CISA Enhances Physical Security Measures for Critical Infrastructure
The Cybersecurity and Infrastructure Security Agency (CISA) is actively developing “physical security performance goals” to enhance the protection of the nation’s critical infrastructure sectors. This initiative, spearheaded by David Mussington, CISA’s executive assistant director for infrastructure security, aims to complement existing cybersecurity guidelines by addressing the growing concerns over physical threats. These threats include insider risks and external attacks, which have been on the rise, as highlighted by a 2023 assessment from the North American Electric Reliability Corporation (NERC). The assessment pointed out an increase in security incidents affecting the electric infrastructure, underscoring the urgency of establishing robust cyber and physical security standards.

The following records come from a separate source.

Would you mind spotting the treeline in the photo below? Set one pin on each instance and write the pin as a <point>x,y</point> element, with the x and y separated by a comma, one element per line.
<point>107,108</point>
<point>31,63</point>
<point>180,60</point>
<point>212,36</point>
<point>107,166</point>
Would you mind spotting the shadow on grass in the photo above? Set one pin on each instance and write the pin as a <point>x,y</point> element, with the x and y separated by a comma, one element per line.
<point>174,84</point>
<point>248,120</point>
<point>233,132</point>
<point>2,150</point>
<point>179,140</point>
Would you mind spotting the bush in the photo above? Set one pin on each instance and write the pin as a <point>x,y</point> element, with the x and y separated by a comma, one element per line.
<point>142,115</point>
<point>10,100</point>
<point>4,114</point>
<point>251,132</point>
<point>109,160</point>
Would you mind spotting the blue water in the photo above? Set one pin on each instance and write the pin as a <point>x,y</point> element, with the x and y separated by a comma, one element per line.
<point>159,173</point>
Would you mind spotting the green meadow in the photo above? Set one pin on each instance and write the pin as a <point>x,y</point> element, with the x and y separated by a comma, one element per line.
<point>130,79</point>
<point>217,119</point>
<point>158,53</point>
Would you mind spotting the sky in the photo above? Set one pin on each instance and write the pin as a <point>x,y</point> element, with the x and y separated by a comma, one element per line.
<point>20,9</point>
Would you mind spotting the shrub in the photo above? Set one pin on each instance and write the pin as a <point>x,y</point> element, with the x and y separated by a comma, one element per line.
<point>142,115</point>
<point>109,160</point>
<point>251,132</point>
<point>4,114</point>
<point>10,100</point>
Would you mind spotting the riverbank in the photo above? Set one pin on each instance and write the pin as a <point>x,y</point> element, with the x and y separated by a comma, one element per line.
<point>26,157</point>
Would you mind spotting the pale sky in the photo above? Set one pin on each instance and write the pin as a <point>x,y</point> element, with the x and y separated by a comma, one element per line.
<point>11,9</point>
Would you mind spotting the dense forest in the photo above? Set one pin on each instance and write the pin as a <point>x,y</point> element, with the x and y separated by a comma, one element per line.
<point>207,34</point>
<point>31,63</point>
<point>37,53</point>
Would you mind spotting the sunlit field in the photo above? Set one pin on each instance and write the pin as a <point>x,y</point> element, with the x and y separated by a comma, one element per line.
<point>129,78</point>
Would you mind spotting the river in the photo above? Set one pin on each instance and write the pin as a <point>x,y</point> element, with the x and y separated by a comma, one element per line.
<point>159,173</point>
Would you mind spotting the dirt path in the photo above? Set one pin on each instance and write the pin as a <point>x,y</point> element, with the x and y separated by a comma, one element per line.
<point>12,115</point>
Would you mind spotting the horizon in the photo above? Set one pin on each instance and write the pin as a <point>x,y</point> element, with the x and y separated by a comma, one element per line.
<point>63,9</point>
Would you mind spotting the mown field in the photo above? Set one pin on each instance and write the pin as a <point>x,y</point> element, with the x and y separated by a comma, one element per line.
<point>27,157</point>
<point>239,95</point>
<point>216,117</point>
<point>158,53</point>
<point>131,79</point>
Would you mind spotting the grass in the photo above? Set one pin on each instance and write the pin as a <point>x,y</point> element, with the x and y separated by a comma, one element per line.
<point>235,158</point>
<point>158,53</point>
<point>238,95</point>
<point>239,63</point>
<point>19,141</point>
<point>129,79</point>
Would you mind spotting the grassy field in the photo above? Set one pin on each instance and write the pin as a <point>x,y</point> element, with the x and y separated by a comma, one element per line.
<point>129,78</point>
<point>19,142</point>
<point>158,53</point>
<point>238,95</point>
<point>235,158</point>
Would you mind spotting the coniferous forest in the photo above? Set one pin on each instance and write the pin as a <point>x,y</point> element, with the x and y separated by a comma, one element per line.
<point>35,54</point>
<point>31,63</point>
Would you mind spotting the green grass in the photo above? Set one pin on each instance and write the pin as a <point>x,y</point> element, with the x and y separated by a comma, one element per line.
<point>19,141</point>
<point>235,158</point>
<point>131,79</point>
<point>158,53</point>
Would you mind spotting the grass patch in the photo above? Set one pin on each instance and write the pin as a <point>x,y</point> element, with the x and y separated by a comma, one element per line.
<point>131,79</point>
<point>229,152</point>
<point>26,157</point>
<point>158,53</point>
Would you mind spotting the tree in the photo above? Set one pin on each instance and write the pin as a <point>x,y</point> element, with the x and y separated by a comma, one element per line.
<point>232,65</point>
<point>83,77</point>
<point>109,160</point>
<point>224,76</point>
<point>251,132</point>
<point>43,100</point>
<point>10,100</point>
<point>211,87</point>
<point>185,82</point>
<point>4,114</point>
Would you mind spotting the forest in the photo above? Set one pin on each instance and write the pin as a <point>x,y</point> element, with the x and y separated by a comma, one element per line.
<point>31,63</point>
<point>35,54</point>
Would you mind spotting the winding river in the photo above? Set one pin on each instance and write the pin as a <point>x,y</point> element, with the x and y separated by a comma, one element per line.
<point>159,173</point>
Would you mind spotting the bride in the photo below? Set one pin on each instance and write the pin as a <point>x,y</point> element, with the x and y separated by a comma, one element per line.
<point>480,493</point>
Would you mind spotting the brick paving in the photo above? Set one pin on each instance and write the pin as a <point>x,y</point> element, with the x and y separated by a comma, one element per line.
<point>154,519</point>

In collaboration with other agencies and the private sector, CISA intends to create tailored security strategies that cater to the specific needs and risks of each critical infrastructure sector. This approach mirrors the agency’s broader role as the national coordinator for critical infrastructure security and resilience, emphasizing not just defense against threats but also the ability to recover from disruptions. Additionally, CISA has already released physical security performance goals for faith-based institutions in December, following heightened threats amid the Israel-Hamas conflict.
As part of its ongoing efforts to raise awareness about physical security risks, CISA is preparing for “National Safety Month” in June, highlighting its resources like the bomb threat guide and insider threat mitigation guidance. The focus on resilience, as noted by Mussington, underscores the importance of not only preventing incidents but also ensuring that critical services can quickly resume normal operations following any disruption. This comprehensive approach to both cyber and physical security aims to safeguard the nation’s critical infrastructure against a wide range of evolving threats.